September 15, 2011 at 11:51 am
So after my fail in the first post I recreated the problem. The goal is to optimize this query in two ways:
- Do I really need a nested select statement?
- The "CASE WHEN" statements are really slow on a large dataset. Is there a better way?
This is the query:
select
Sold_To_Country,
sum(Sales_New_York) Sales_New_York,
sum(Sales_Detroit) Sales_Detroit,
sum(Sales_Los_Angeles) Sales_Los_Angeles,
sum(Sales_Paris) Sales_Paris,
sum(Sales_Lyon) Sales_Lyon,
sum(Sales_Bonn) Sales_Bonn,
sum(Sales_Hamburg) Sales_Hamburg,
sum(Sales_Frankfurt) Sales_Frankfurt
from
(
select
b.Sold_To_Country,
(case when ToCity = 'New York' then SUM(SalesAmount) else 0 end) Sales_New_York,
(case when ToCity = 'Detroit' then SUM(SalesAmount) else 0 end) Sales_Detroit,
(case when ToCity = 'Los Angeles' then SUM(SalesAmount) else 0 end) Sales_Los_Angeles,
(case when ToCity = 'Paris' then SUM(SalesAmount) else 0 end) Sales_Paris,
(case when ToCity = 'Lyon' then SUM(SalesAmount) else 0 end) Sales_Lyon,
(case when ToCity = 'Bonn' then SUM(SalesAmount) else 0 end) Sales_Bonn,
(case when ToCity = 'Hamburg' then SUM(SalesAmount) else 0 end) Sales_Hamburg,
(case when ToCity = 'Frankfurt' then SUM(SalesAmount) else 0 end) Sales_Frankfurt
from
dbo.CountriesInvolved a inner join dbo.Sales_City b
on a.Sold_To_Country = b.Sold_To_Country
group by b.Sold_To_Country, ToCity
) c
group by Sold_To_Country
September 15, 2011 at 12:00 pm
i think you can just do it with inline SUM..CASE...
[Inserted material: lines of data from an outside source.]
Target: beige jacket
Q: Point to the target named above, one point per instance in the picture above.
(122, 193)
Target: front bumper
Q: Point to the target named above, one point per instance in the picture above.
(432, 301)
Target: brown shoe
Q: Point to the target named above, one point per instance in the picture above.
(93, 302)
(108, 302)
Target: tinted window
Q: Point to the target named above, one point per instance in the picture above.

you almost had the syntax in your example:
does this do what you wanted?
SELECT
b.Sold_To_Country,
SUM(CASE WHEN ToCity = 'New York' THEN (SalesAmount) ELSE 0 END) Sales_New_York,
SUM(CASE WHEN ToCity = 'Detroit' THEN (SalesAmount) ELSE 0 END) Sales_Detroit,
SUM(CASE WHEN ToCity = 'Los Angeles' THEN (SalesAmount) ELSE 0 END) Sales_Los_Angeles,
SUM(CASE WHEN ToCity = 'Paris' THEN (SalesAmount) ELSE 0 END) Sales_Paris,
SUM(CASE WHEN ToCity = 'Lyon' THEN (SalesAmount) ELSE 0 END) Sales_Lyon,
SUM(CASE WHEN ToCity = 'Bonn' THEN (SalesAmount) ELSE 0 END) Sales_Bonn,
SUM(CASE WHEN ToCity = 'Hamburg' THEN (SalesAmount) ELSE 0 END) Sales_Hamburg,
SUM(CASE WHEN ToCity = 'Frankfurt' THEN (SalesAmount) ELSE 0 END) Sales_Frankfurt
FROM dbo.CountriesInvolved a
INNER JOIN dbo.Sales_City b
ON a.Sold_To_Country = b.Sold_To_Country
GROUP BY b.Sold_To_Country, ToCity
Lowell
September 15, 2011 at 1:11 pm
It's not the desired result. Here's the deal:
Using this query:
select
b.Sold_To_Country,
(case when ToCity = 'New York' then SUM(SalesAmount) else 0 end) Sales_New_York,
(case when ToCity = 'Detroit' then SUM(SalesAmount) else 0 end) Sales_Detroit,
(case when ToCity = 'Los Angeles' then SUM(SalesAmount) else 0 end) Sales_Los_Angeles,
(case when ToCity = 'Paris' then SUM(SalesAmount) else 0 end) Sales_Paris,
(case when ToCity = 'Lyon' then SUM(SalesAmount) else 0 end) Sales_Lyon,
(case when ToCity = 'Bonn' then SUM(SalesAmount) else 0 end) Sales_Bonn,
(case when ToCity = 'Hamburg' then SUM(SalesAmount) else 0 end) Sales_Hamburg,
(case when ToCity = 'Frankfurt' then SUM(SalesAmount) else 0 end) Sales_Frankfurt
from
dbo.CountriesInvolved a inner join dbo.Sales_City b
on a.Sold_To_Country = b.Sold_To_Country
group by b.Sold_To_Country, ToCity
Results in this:
So I built another query around it (which can be seen in the first post,) sum again and have only one group left (without a subgroup):
And that's the desired result. So that's challenge 1.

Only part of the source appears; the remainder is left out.